Extremes in spring and summer weather across the Northern Hemisphere have tightened forecasts for the 2010-11 world supply of rapeseed, including canola, and by extension the world supply of oilseeds, providing underlying support to vegetable oil prices.
The U.S. Department of Agriculture on July 9 forecast world rapeseed production in 2010-11 at 57.83 million tonnes, down 2.07 million tonnes from the June forecast and down 2.1 million tonnes, or 4%, from 59.93 million tonnes in 2009-10. Production prospects were trimmed for Canada, the European Union and China.
Canada is the world’s second-largest producer of rapeseed with China holding the number one ranking. The U.S.D.A. forecast Canadian canola (the variety of rapeseed produced in Canada and the United States) production this year at 10.20 million tonnes, down 1.8 million tonnes, or 15%, from the June forecast of 12 million tonnes, and down 1.63 million tonnes, or 14%, from 11.83 million tonnes as the 2009 outturn. The reduction was attributed to a lowering in the forecast for harvested area of canola this season to 5.75 million hectares from the 6.8 million hectares projected in June.

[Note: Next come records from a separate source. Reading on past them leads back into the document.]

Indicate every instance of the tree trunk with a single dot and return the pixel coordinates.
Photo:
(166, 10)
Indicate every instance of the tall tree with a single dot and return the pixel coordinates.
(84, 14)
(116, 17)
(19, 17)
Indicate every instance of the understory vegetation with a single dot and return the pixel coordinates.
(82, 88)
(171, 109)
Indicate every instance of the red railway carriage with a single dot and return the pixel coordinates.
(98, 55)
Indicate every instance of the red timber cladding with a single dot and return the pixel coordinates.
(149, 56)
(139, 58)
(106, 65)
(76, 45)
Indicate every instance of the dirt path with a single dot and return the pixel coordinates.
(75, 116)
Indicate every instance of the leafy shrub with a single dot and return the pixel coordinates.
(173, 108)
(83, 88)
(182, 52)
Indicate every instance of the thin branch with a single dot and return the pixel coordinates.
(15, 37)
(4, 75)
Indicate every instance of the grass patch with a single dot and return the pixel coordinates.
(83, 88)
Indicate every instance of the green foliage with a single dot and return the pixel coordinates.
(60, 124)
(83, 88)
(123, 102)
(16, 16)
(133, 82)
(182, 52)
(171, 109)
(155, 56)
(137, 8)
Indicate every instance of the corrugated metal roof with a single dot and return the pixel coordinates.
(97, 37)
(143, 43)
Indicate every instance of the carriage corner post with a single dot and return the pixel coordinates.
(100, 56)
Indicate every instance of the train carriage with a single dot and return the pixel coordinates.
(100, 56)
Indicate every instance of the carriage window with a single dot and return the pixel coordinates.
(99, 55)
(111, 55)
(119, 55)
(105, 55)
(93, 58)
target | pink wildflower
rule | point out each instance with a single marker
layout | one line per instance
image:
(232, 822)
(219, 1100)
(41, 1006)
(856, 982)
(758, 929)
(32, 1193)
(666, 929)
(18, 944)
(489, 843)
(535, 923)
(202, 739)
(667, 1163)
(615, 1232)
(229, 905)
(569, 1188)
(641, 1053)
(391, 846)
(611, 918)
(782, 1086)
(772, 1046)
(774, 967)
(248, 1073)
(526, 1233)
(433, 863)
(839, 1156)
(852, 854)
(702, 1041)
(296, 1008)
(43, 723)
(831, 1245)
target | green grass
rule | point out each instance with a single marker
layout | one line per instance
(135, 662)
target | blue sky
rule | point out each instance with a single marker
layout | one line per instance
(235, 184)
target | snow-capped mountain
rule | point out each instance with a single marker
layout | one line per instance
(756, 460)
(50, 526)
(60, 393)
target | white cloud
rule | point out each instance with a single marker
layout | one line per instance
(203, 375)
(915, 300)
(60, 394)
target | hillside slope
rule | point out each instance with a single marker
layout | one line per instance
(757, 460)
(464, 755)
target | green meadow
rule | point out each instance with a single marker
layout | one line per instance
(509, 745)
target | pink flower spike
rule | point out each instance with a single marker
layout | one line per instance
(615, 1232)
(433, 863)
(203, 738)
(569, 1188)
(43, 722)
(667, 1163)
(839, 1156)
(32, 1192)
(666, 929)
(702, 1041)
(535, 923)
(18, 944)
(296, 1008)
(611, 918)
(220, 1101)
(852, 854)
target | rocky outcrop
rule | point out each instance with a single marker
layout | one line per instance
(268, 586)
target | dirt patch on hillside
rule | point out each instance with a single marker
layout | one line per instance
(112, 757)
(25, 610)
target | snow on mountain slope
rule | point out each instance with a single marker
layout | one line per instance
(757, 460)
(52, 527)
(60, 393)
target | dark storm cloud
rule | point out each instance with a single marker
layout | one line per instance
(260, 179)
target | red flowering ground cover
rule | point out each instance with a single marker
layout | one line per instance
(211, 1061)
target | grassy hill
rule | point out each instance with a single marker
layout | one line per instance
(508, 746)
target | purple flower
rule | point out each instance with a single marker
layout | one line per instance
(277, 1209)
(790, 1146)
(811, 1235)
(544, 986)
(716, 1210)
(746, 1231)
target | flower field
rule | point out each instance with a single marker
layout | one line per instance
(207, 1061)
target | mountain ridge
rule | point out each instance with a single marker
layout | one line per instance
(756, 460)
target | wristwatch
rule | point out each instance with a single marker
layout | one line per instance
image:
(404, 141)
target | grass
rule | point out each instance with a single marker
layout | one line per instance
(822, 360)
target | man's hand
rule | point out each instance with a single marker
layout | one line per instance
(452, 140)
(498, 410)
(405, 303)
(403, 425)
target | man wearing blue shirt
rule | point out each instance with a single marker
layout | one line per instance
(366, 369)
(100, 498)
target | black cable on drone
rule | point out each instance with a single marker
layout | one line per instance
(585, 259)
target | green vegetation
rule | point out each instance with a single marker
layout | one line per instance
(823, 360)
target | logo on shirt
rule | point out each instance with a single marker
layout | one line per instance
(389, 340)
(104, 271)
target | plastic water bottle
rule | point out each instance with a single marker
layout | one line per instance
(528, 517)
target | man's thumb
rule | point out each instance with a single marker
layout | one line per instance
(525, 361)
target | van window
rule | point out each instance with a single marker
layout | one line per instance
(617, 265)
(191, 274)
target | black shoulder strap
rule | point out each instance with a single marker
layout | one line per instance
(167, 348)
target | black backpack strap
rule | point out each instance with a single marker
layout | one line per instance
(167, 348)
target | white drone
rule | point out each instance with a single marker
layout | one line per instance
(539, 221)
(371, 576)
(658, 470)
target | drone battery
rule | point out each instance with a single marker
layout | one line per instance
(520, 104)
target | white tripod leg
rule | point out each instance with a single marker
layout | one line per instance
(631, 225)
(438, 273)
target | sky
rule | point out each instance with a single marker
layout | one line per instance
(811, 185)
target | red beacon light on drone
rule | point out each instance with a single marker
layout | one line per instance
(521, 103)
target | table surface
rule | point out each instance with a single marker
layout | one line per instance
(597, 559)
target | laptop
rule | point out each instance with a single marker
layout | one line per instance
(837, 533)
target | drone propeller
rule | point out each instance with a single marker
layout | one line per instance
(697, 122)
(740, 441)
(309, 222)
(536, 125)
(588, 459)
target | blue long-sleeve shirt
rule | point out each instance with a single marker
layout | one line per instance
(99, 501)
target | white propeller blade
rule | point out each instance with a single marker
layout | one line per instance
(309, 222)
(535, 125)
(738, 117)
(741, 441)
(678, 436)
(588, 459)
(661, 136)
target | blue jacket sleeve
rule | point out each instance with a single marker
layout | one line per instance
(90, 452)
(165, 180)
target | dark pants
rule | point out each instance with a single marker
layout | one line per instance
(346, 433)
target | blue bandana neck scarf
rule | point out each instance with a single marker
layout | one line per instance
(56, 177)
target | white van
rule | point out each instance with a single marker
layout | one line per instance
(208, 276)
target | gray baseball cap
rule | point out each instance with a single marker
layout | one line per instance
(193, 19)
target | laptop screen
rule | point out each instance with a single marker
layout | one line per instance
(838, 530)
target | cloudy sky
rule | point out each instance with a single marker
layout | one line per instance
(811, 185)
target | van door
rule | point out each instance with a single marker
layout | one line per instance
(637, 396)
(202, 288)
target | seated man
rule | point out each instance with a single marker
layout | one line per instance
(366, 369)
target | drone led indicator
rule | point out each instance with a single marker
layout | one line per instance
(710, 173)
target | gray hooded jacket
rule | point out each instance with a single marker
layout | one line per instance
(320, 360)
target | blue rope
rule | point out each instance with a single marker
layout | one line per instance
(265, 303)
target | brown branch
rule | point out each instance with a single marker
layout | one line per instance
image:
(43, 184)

In its most recent Oil Crops Outlook, the U.S.D.A. commented, “The planting window in Canada has always been narrow. So when soaking rains in late May extended through June, fields flooded, newly planted seed drowned, and it became impossible for farmers to finish planting.”
Also a factor in the drop in Canadian canola production this year compared with 2009 was a lowering in the forecast average yield to 1.77 tonnes per hectare from an average yield of 1.94 tonnes per hectare in 2009.
The U.S.D.A. projected E.U. production of rapeseed at 20.6 million tonnes, down 0.4 million tonnes, or 2%, from the June forecast and down 0.85 million tonnes, or 4%, from 21.45 million tonnes in 2009. The U.S.D.A. commented, “In France, a dry spring is expected to sharply curtail rapeseed yields from a year ago. The crop reduction could moderate the rise in rapeseed crushing and shrink E.U. ending stocks to a three-year low.”
The U.S.D.A. forecast China’s rapeseed production at 12.8 million tonnes, down 0.2 million tonnes, or 2%, from the June forecast of 13 million tonnes and down 0.9 million tonnes, or 7%, from the 2009 outturn of 13.7 million tonnes.
The Ukraine also is a significant producer of rapeseed, and that nation was in the grip of a drought said to be the worst since the 1970s. Yet, the U.S.D.A. projected Ukrainian rapeseed production this year at 2 million tonnes, unchanged from the June forecast and up 5% from 1.9 million tonnes in 2009. A U.S.D.A. analyst observed rapeseed in Ukraine is an autumn-sown crop “so it may have matured before the worst of the dryness. A majority of Ukraine’s crop has already been harvested, which will help provide data for updated production estimates.”